Between 1764 and 1767 Schmidt studied Jurisprudence at Halle. During his time at Halle or shortly after returning to Halberstadt, he became a member of the Halberstadt Poets' Circle around the popular enlightenment poet Johann Wilhelm Ludwig Gleim.

Like his mentor Gleim, Schmidt became a prominent member of the Halberstadt Literary Society which existed between 1785 and 1810. The society was created through the coming together of around 40 Halberstadt citizens representing, primarily, the intellectual classes. They included government officials, ministers of religion, teachers, physicians, army officers and minor aristocrats. Its presence and activities in the town reflected and contributed to Halberstadt's status as a centre of progressive philosophy during the later enlightenment years, which coincided with the period of Schmidt's literary career.

On 1788 he teamed up with Gleim to publish a volume of poems by Caroline Louise von Klencke. In 1802, following her death, they had a further volume privately printed which was dedicated to the memory of von Klencke, whose life had been a difficult one. Among other compositions, this book included two of Schmidt's own poems.

In 1820 he published "Klopstock und seine Freunde", a book of Klopstock's correspondence in Halberstadt. Between 1826 and 1828 three volumes were published under the title "Leben und auserlesene Werke", containing a selection of Schmidt's own works.

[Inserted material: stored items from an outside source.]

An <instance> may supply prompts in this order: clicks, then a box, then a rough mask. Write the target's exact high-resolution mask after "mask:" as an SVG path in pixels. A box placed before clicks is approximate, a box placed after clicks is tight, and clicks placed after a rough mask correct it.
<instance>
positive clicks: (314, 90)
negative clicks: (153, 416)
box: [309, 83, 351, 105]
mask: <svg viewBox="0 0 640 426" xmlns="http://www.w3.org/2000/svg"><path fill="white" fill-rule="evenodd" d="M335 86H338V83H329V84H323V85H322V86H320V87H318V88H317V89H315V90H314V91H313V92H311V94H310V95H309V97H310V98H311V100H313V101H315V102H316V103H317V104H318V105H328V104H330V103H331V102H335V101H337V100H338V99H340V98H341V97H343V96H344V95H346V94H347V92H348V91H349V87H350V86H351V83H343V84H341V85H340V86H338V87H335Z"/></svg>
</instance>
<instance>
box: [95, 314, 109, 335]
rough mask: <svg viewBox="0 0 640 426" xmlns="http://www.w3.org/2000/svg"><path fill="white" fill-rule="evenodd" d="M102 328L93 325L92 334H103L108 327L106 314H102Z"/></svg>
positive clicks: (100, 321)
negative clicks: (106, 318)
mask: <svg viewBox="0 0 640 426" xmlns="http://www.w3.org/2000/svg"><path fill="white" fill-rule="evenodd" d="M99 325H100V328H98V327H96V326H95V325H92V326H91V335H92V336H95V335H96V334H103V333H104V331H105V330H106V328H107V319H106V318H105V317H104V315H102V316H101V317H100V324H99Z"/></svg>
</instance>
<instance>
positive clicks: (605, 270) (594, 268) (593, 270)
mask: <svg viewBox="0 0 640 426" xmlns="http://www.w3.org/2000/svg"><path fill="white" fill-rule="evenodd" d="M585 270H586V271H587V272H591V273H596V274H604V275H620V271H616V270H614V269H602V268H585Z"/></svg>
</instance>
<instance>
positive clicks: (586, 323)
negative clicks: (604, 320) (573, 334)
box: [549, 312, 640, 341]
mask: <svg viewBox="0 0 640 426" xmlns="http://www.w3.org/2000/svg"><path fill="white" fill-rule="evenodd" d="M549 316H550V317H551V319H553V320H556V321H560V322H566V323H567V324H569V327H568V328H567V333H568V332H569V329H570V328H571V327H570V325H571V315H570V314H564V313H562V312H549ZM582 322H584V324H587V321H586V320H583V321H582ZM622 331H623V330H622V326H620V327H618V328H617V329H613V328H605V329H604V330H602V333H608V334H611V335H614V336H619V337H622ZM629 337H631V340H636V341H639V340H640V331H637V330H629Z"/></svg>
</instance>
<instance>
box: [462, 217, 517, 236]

Although his own poems were popular during his lifetime, they fell rapidly out of fashion after his death. One reason that he was not completely forgotten is the extent to which his verses appealed to composers on the look-out for song lyrics. His "Trennungslied" ("Song of Separation") survives in a 1787 setting by Mozart. There is also a Beethoven setting of his poem "Meine weise Mutter spricht".

== Personal ==
In 1781 Klamer Eberhard Karl Schmidt married Louise Magdalena Justina Abel (1754–1832). She came from a family noted for erudition and was a daughter of the distinguished Halberstadt physician, literary scholar and associate of Gleim, Friedrich Gottfried Abel (1714–1794) . Her grandfather had been the Theologian-Historian and Plattdeutsch poet, Caspar Abel (1676–1763). Through his marriage Schmidt also acquired the physician and Collector Johann Gotthelf Leberecht Abel as a brother-in-law.

The marriage was followed by the births of the couple's five recorded children.